Opened 5 years ago

Closed 3 years ago

#1835 closed bug (wontfix)

Threading and completion counter changes from IBM.

Reported by: blocksom Owned by: balaji
Priority: major Milestone: future
Component: mpich Keywords: ibm-integ
Cc: sameerk@…

Description

There are several changes to the completion counter code that were required to meet the performance requirements of the Mira contract. These changes have not been accepted into the mpich master branch.

I would like to discuss these changes and perhaps find a solution that will allow this (or similar) code to be added to the mpich master branch so that it would no longer be necessary to maintain this code separately.

I will push the commit to a ticket-* branch for discussion.

Change History (42)

comment:1 Changed 5 years ago by blocksom

See branch mpich-ibm/ticket-1835.

comment:2 Changed 5 years ago by balaji

This patch doesn't look correct. A completion counter of 1 doesn't imply no one else has access to it. I have to jot this down on a piece of paper for an example, but I believe Cancel might cause something like this to break.

comment:3 Changed 5 years ago by balaji

  • Owner set to balaji

comment:4 Changed 5 years ago by balaji

  • Milestone set to future

I'm going to set this to "future", so it doesn't interfere with our 3.1 tickets.

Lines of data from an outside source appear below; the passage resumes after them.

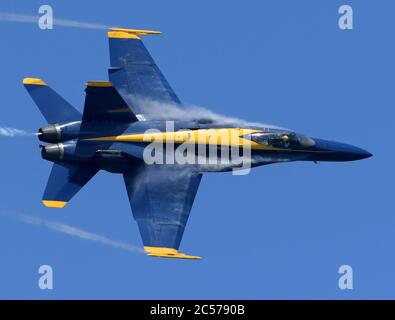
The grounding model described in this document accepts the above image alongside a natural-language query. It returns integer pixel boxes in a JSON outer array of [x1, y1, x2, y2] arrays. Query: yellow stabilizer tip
[[42, 200, 68, 208], [23, 78, 47, 86], [108, 27, 161, 39], [86, 81, 113, 87], [144, 246, 201, 260]]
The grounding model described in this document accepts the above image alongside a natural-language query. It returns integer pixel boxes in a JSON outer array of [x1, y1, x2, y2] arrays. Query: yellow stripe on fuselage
[[84, 128, 283, 150]]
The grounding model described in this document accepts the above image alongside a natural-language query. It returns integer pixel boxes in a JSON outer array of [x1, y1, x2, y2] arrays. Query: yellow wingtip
[[86, 81, 113, 87], [110, 27, 162, 35], [23, 78, 47, 86], [147, 253, 202, 260], [144, 246, 201, 260], [42, 200, 68, 208], [108, 27, 162, 39]]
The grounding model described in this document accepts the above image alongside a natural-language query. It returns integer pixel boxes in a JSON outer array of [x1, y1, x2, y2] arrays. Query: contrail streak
[[0, 209, 144, 254], [0, 127, 36, 137], [125, 95, 286, 129], [0, 13, 110, 30]]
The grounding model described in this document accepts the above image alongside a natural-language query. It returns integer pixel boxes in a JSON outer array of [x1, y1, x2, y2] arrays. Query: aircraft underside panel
[[123, 163, 202, 250]]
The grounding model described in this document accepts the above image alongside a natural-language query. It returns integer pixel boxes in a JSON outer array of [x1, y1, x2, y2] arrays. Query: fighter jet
[[23, 28, 371, 259]]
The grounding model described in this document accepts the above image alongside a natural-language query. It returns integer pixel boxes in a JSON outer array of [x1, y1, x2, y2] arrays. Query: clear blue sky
[[0, 0, 393, 299]]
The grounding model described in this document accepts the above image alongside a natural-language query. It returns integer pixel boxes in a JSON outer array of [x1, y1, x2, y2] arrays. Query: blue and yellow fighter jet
[[23, 28, 371, 260]]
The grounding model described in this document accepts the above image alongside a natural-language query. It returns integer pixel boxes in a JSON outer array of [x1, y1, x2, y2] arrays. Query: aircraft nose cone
[[348, 146, 372, 160], [313, 139, 372, 161], [333, 143, 372, 161]]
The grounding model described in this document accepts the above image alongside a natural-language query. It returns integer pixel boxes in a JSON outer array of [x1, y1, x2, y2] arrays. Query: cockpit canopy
[[248, 132, 315, 149]]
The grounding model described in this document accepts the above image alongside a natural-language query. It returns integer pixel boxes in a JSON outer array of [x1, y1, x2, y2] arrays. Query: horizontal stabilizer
[[23, 78, 81, 124], [43, 162, 99, 208]]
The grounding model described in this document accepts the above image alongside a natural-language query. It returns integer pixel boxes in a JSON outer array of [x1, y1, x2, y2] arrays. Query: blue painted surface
[[124, 164, 202, 249], [109, 36, 182, 112], [83, 85, 137, 123], [43, 162, 98, 202], [24, 83, 80, 123]]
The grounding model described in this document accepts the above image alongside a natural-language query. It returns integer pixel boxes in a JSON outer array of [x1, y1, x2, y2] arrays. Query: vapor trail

If we think this patch is correct and should be included in mpich, please move it back to mpich-3.1.

comment:5 Changed 5 years ago by blocksom

I rebased the mpich-ibm/ticket-1835 branch to mpich/master.

comment:6 Changed 5 years ago by blocksom

I found the internal commit that changed the file src/include/mpihandlemem.h. Hopefully these comments from Joe will help.

From 20a558c3802fb3e138eb6b3c786a434538efffdd Mon Sep 17 00:00:00 2001
From: Joe Ratterman <jratt@us.ibm.com>
Date: Mon, 2 May 2011 13:00:29 -0500
Subject: [PATCH] When decrementing a ref-count to 0, do not bother with
 atomics.

  If the ref-count is 1, we *should* be the only thread holding a
  reference.  It is therefore legal to skip atomics.  If that is
  insufficient justificaion, consider that there are only three things
  a concurrent thread should be doing:

    1) Reading: Not a problem, since the store is atomic.
    2) Decrementing: Illegal; it would go negative using pure atomics.
    3) Incrementing: Illegal; we are about to destroy the object.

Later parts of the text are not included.